BERLIN (Reuters) - Germany's Angela Merkel has vowed for months to do all in her power to save the euro zone while doggedly resisting pressure from Brussels and other capitals to move toward some form of fiscal union for the 17-nation bloc.
Now the tension between these dual pledges -- one intended for her European partners and the other for an increasingly eurosceptic domestic audience -- is building to breaking point.
In a statement issued with French President Nicolas Sarkozy Sunday, Merkel appeared to go further than she has in the past in promising support for euro zone stragglers, pledging in essence that the bloc's rescue fund would actively buy up their debt on the open market once it gets new powers this autumn.
That promise in and of itself is probably not enough to spark a rebellion in her party or the German parliament, which must approve the changes to the European Financial Stability Facility (EFSF) and the blueprint for its successor, the European Stability Mechanism (ESM), in September.
But after crossing a series of self-imposed "red lines" on euro zone policy over the past year, Merkel has moved closer to the point where new pledges of euro solidarity could spark a serious domestic backlash.
Many lawmakers in Berlin would see an increase in the size of the EFSF, for example, as a step too far in the direction of the dreaded "transfer union" Merkel herself has repeatedly warned against, although to bail out a country the size of Italy would overwhelm the fund as it stands.
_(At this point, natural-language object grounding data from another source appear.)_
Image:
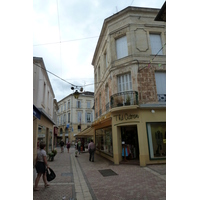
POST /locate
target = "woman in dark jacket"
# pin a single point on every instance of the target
(41, 165)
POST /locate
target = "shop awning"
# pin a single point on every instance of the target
(86, 133)
(36, 112)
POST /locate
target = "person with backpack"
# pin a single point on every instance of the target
(68, 146)
(62, 146)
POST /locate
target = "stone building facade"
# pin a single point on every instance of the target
(44, 102)
(130, 87)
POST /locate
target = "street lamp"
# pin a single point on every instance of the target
(76, 94)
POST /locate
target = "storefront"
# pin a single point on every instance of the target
(134, 135)
(42, 131)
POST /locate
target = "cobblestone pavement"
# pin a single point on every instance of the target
(78, 178)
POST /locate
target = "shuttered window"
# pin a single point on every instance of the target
(156, 44)
(124, 82)
(79, 117)
(121, 47)
(160, 82)
(161, 86)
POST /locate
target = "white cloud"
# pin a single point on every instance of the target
(78, 20)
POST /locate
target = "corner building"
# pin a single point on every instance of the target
(130, 91)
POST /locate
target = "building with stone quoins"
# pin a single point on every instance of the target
(74, 115)
(130, 91)
(44, 107)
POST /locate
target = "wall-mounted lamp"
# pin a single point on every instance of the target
(76, 93)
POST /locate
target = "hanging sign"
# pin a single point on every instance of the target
(126, 116)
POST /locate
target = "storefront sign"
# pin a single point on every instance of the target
(126, 116)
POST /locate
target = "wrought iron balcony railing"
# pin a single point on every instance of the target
(100, 112)
(107, 106)
(124, 99)
(161, 97)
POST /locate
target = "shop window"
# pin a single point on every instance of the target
(156, 133)
(104, 140)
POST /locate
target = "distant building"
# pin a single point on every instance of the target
(130, 87)
(74, 115)
(43, 104)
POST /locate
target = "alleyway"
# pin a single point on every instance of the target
(80, 179)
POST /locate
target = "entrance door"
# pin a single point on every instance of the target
(129, 135)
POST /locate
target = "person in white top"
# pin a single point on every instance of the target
(41, 165)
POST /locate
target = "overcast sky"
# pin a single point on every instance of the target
(65, 34)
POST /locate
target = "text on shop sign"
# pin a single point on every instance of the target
(126, 116)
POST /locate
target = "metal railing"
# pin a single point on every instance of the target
(100, 112)
(124, 99)
(161, 97)
(107, 106)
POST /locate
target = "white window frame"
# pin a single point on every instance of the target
(124, 82)
(156, 43)
(121, 47)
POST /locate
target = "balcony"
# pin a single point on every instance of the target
(107, 106)
(161, 97)
(100, 112)
(124, 99)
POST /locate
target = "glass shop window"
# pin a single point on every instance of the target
(104, 140)
(157, 140)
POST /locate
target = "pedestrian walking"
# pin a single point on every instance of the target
(91, 149)
(62, 145)
(41, 165)
(68, 146)
(79, 145)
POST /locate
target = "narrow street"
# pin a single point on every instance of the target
(80, 179)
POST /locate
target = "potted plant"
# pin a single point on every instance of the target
(119, 101)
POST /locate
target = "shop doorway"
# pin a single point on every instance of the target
(129, 135)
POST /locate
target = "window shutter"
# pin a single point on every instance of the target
(91, 117)
(156, 44)
(160, 82)
(121, 47)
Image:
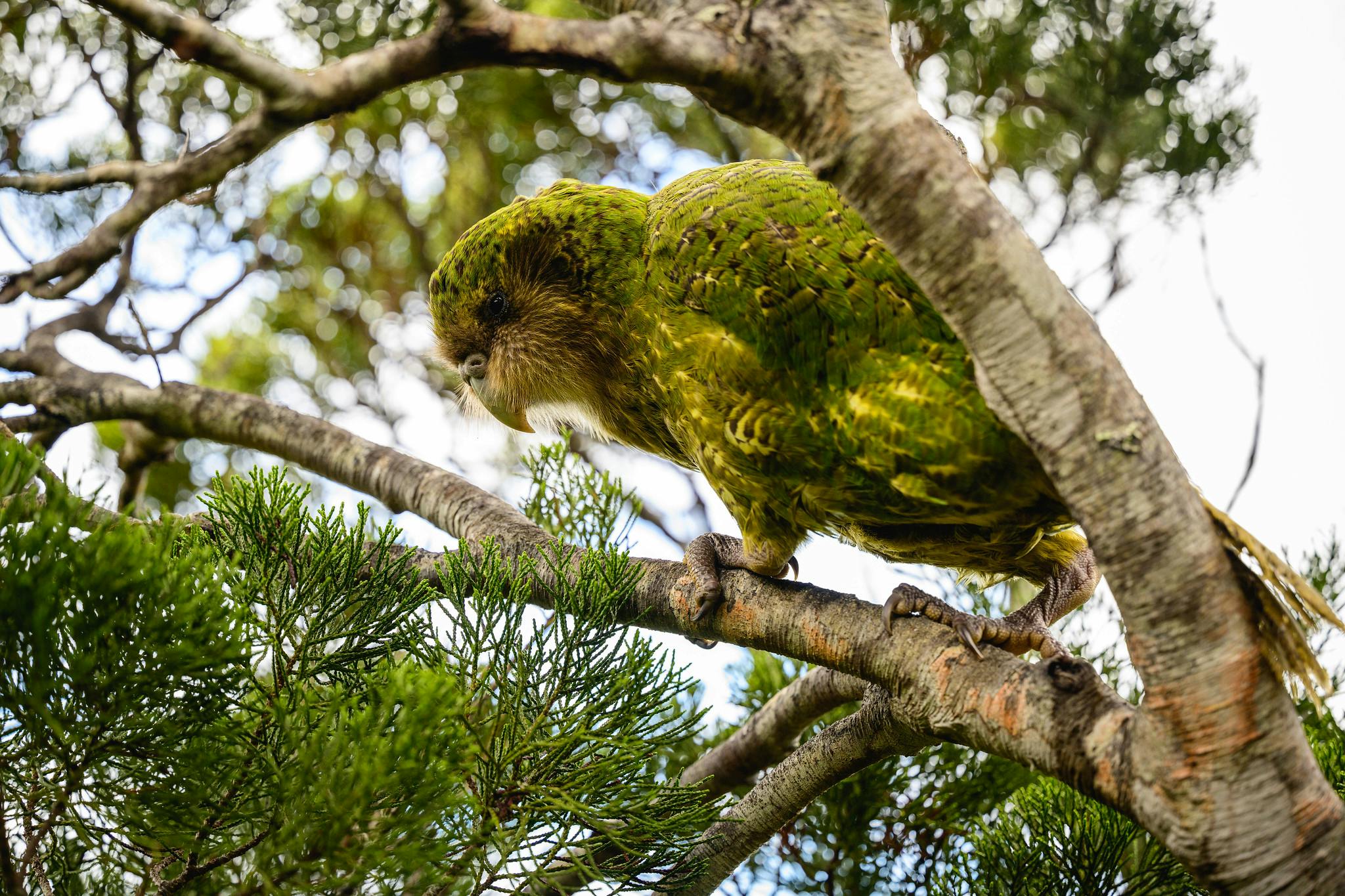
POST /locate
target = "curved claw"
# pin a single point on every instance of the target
(707, 601)
(969, 639)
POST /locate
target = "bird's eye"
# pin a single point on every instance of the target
(496, 305)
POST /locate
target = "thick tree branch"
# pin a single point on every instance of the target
(1056, 716)
(1212, 762)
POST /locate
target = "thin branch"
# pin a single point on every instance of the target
(470, 34)
(1044, 715)
(1258, 364)
(771, 733)
(194, 39)
(108, 172)
(764, 739)
(870, 735)
(14, 245)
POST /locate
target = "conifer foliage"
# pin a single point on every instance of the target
(269, 699)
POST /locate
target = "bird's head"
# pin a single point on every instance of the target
(527, 304)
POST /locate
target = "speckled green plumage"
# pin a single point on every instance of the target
(744, 322)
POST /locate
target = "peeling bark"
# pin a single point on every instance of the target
(1214, 762)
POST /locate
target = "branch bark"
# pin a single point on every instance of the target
(1212, 762)
(1056, 716)
(870, 735)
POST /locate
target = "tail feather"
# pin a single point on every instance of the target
(1287, 608)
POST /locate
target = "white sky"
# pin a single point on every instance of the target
(1275, 250)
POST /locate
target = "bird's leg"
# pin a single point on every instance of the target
(711, 553)
(1025, 629)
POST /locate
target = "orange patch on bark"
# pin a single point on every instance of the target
(1002, 706)
(821, 644)
(744, 620)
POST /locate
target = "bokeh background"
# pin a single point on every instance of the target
(1173, 160)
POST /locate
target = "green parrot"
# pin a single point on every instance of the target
(745, 323)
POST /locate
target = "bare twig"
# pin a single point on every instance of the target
(108, 172)
(192, 38)
(771, 733)
(921, 661)
(1258, 364)
(839, 750)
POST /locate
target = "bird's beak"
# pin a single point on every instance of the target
(512, 417)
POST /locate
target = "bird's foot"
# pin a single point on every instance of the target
(709, 554)
(1023, 630)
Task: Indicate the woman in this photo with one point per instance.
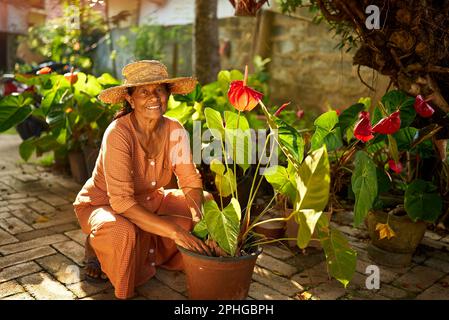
(133, 224)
The issuance of common euro zone bonds -- a solution which would allow all members of the bloc to borrow at sustainable rates but a cost to Germany's borrowing rates -- is also a taboo that Merkel can't break without serious consequences for her own political standing, German analysts and lawmakers said.
"We've entered into a limited liability union, where countries like Germany are liable for other euro zone members but only to a limited degree. This is where Berlin wants to hold the line," Thomas Mayer, chief economist at Deutsche Bank, told Reuters.
"If you increase the EFSF substantially, you're essentially talking about a Eurobond. If they do this I would expect strong grassroots opposition in Germany. A government that went down this path would probably not make it through the next election."
Aggressive buying of Spanish and Italian debt by the European Central Bank (ECB) Monday pushed down the borrowing costs of the two countries whose fate is likely to determine the future of Europe's bold 12-year old currency experiment.
The joint statement by Merkel and Sarkozy was probably crucial to the central bank's decision to wade into the bond markets again.
The German and French leaders stopped short of promising to take bonds bought by the ECB off its hands once the EFSF is fully operational in the coming months.
But they did make clear that the enhanced fund would take over the role of bond-buyer of last resort if the central bank agreed to set aside its concerns about debt purchases temporarily and step in to stem the crisis.
Just weeks ago, Merkel's advisers were telling reporters that secondary bond market purchases by the EFSF were a line they wouldn't cross. When euro zone leaders finally agreed to this step at a summit in late July, German officials downplayed it, stressing that such purchases would only be made under exceptional circumstances and could be stopped by a Berlin veto.
Pushed into a corner following worrying turbulence on euro zone bond markets in recent weeks, Merkel has now come full circle. Her red lines began to look yellow last month. Now they seem bright green.
"At the beginning, Germany refused to do anything but in the end, it has agreed to everything because it has to," said Gustav Horn, who directs the economic policy institute of the Hans-Boeckler foundation in Duesseldorf.
"Merkel has been pushed by reality into this position. Given her initial strategy, which was not very credible, it will be more difficult to get parliamentary approval."
Despite increasingly vocal warnings from rebel lawmakers in her conservative camp, senior members of her Christian Democrats (CDU) and junior coalition partners the Free Democrats (FDP) scoff at the prospect of a Bundestag veto of the EFSF and ESM next month.
Volker Wissing, deputy leader for the FDP in parliament and head of the Bundestag's finance committee, told Reuters on Monday he expected a "clear majority" for the measures agreed by euro zone leaders at their summit last month.
Michael Meister, a senior finance expert in the CDU, also played down the risks of a veto. Even if some members of the ruling party refuse to back the euro zone's new anti-crisis powers, Merkel should be able to rely on the opposition Social Democrats (SPD) and Greens to see them through.
But clearly Merkel's domestic room for maneuver has narrowed significantly over the past weeks. If turmoil returns to the markets, or even if Spanish and Italian bond rates begin creeping up again to levels that are unsustainable over the long-term, it will be extremely hard for her to deliver new, bolder steps in the months ahead.
Senior CDU members called at the weekend for a special party conference to discuss euro zone policy in a sign that uneasiness with Merkel's course is spreading.
A poll last month showed her popularity dropping to its lowest level in nearly five years, and running neck-and-neck in a hypothetical battle for chancellor with Frank-Walter Steinmeier, the grey SPD politician she trounced in 2009.